Но вот однажды ученый приказал Антону принести какие-то книги,

и когда послушник вышел из рабочего кабинета. Кнехт обратил

внимание, что тот остановился на пороге и долго смотрел на

погрузившегося в свои занятия монаха, с выражением

мечтательного обожания, смешанного с тем почти нежным вниманием

и готовностью помочь, какими порой преисполнены

доброжелательные юноши к недугам и немощам старости. Сначала

Кнехт обрадовался этой картине, кстати сказать, прекрасной

самой по себе, к тому же это явилось лишним доказательством,

что Антон вообще склонен к обожанию старших без какой бы то ни

было влюбленности. Но затем ему пришла па ум ироническая мысль,

в которой он постыдился признаться даже самому себе: до чего же

скудно в этих стенах представлена подлинная наука, если па

единственного, серьезно работающего ученого молодежь взирает с

изумлением, как па диковину и сказочное существо! И все же этот

исполненный нежности взгляд восторжеоного почитания, каким

Антон смотрел на старика, в какой-то мере заставил Кнехта

внимательней взглянуть на ученого, с тою дня он стал чаще

присматриваться к нему и вскоре открыл для себя его римский

профиль, а затем постепенно обнаружил те или иные черты,

указывающие на незаурядный ум и характер отца Иакова. А что это

был историк и один из самых глубоких знатоков прошлого Ордена

бенедиктинцев, стало Кнехту известно до этого.
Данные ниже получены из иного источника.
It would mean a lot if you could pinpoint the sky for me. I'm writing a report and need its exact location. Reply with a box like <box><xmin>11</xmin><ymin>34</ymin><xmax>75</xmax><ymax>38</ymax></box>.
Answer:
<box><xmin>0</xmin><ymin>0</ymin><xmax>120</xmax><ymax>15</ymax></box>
Как-то отец Иаков сам заговорил с Иозефом; в его манерах

не было ничего от широкой, подчеркнуто-доброжелательной манеры,

напоминающей манеру доброго дядюшки, от выставляемого напоказ

отличного настроения, что, должно быть, вообще являлось стилем

обхождения с людьми в Мариафельсе. Он пригласил Иозефа после

вечерни навестить его.

-- В моем лице, -- произнес он тихим, почти робким

голосом, но изумительно четко выговаривая слова, -- вы отнюдь

не встретите знатока истории Касталии и еще менее любителя

Игры, но поскольку наши два столь различных Ордена, как я

полагаю, сходятся все ближе, я не хотел бы оказаться в стороне

и потому тоже намерен извлечь кое-какую выгоду из вашего

присутствия здесь.

Он говорил вполне серьезно, но этот тихий голос и старое,

такое умное лицо придавали его сверхвежливым словам ту

изумительную многозначность, в которой сливались серьезность и

ирония, благоговение и тихая насмешка, пафос и игра, как это

можно было бы ощутить, присутствуя при встрече двух святых или

князей церкви и наблюдая их нескончаемые поклоны, церемониал

учтивого долготерпения. Подобное замеченное им у китайцев

сочетание превосходства и насмешки, мудрости и причудливой

церемонности подействовало на Кнехта весьма отрадно; он подумал

о том, что этой манеры (Магистр Томас владел ею мастерски) он

давно уже не наблюдал, и с радостной благодарностью принял

приглашение. Когда в тот же вечер он отправился разыскивать

отдаленные покои отца Иакова, расположенные в конце тихого

флигеля, и остановился в нерешительности, не зная, в какую

дверь постучать, до его слуха неожиданно донеслись звуки

клавира. Он прислушался и узнал: то была соната Перселла,

исполняемая без всяких претензий и без виртуозности, но чисто и

строго; тепло и приветливо звучала просветленная музыка с ее

нежными трезвучиями, напоминая ему о вальдцельских временах,

когда он такие же пьесы разыгрывал со своим другом Ферромонте.

Слушая и наслаждаясь, он стоял и ждал, покуда не окончилась

соната, звучавшая в тихом сумеречном коридоре так одиноко и

отрешенно, так дерзновенно и целомудренно, так по-детски и

вместе с таким неизъяснимым превосходством, как звучит всякая

хорошая музыка среди немоты этого мира. Он постучал.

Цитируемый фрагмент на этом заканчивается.